1. Wait: Give It a Minute to Catch Up
If you’re performing a particularly CPU-intensive task, sometimes things will hang for a moment, making you think your laptop is permanently frozen even if it’s not. If it seems like your computer has completely locked up, give it a few minutes to catch up and finish what it’s doing.
Sometimes certain action can use up all the computer’s available RAM, and it takes a second for the machine to clear these tasks. As long as this isn’t a common occurrence, everything should be fine after a few minutes.
2. Check Your Peripherals
Are you sure the computer is really frozen? Make sure the connected peripherals are actually functioning properly. Something could have gotten disconnected or run out of batteries. This will give the illusion that your computer is freezing up, but the input isn’t going through as expected.
Investigate everything connected to your computer, making sure the mouse, keyboard, and trackpad are all working properly. You may even want to investigate the health of your USB ports if you think everything else is fine.
3. Kill the Offending Program

If Windows doesn’t recover (or it starts freezing again after it recovers), hit Ctrl + Shift + Esc on your keyboard to open the Task Manager and see a list of running programs. If any of them are not responding, select them and click the End Task button.
Mac users can go to Launchpad > Other > Activity Monitor to view a similar menu. Click on a program and press the X button at the top of the window to close it. Another option is to hit Command + Option + Escape on the keyboard, select the program that isn’t working, and click Force Quit to close it.
If you’re dealing with an isolated incident, that should be all you need. Your OS should snap back to attention as soon as you’ve closed the program, and you can restart it to continue your work. If your computer always seems to freeze when that program is running, though, you may need to uninstall it and find an alternative. If the program is so intensive that it’s running out of resources, you may even need to upgrade your hardware.

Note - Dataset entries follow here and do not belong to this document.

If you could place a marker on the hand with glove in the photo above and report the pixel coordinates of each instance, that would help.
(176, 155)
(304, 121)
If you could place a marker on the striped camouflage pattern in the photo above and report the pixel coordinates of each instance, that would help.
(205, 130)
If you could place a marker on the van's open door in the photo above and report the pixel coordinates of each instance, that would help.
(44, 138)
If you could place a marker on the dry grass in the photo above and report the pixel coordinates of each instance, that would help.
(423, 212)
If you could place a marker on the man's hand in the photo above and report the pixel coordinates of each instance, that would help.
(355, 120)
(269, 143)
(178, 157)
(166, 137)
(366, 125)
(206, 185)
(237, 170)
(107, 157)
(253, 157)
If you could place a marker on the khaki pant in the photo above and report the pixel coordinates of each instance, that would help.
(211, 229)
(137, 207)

4. Check Your Browser’s Task Manager

Sometimes, your computer is running fine, but your browser gets stuck on a certain page. And when so much of what we do on computers is confined to the browser, this feels like your whole computer is freezing, when it might just be the page you’re on. In those scenarios, Windows Task Manager might tell you your browser isn’t responding, but if you want more info on why, you have to dig deeper.
In Chrome and Edge, press Shift + Esc to see the browser’s Task Manager. In Firefox, you can click the menu button and go to More Tools > Task Manager. This will show you the different processes running within your browser, potentially giving you some information on what page or extension might be frozen, or using lots of CPU and memory.

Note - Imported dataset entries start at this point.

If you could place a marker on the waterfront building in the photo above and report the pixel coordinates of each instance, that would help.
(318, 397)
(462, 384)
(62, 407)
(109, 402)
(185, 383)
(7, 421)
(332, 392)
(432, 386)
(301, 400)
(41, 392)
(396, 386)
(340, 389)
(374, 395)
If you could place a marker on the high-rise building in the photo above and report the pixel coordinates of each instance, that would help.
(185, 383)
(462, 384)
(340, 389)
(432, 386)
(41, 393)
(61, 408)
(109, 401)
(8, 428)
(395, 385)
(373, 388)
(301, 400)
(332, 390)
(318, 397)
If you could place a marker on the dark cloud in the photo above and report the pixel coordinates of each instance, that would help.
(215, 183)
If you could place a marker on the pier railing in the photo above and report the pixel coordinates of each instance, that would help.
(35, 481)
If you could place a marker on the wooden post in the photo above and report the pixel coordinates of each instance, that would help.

You may also have a conflict with an extension—for example, I once had issues with the Grammarly extension freezing Google Docs all the time—so try disabling any browser extensions to see if that solves the problem. Hopefully, the developers will issue a fix, as Grammarly seems to have done.
5. Reboot and Try Again
If you can’t even open the Task Manager, then your computer is truly locked up and the only way to get it moving again is a hard reset. Press and hold down on the power button until your computer turns off, then press the power button again to boot back up from scratch.

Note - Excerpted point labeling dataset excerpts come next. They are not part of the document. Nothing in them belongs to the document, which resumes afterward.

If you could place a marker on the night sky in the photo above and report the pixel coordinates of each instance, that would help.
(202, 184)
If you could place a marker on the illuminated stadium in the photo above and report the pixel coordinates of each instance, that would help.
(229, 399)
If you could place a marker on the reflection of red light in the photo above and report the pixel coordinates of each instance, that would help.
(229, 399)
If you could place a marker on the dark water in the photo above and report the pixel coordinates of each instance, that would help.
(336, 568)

If you were working on something important when the freeze happened, you may be able to recover it, depending on the program and how it handles unsaved documents. For example, Microsoft Word, Excel, and PowerPoint auto-save backups as you work, and you can often recover them the next time you open the program. You can also navigate to File > Info > Manage Document(s) > Recover Unsaved Document.
It won’t necessarily work every time, but it’s worth a shot—do some digging on whatever program crashed to see if it has a similar feature. If it doesn’t, you might be unfortunately stuck doing some of that work over again.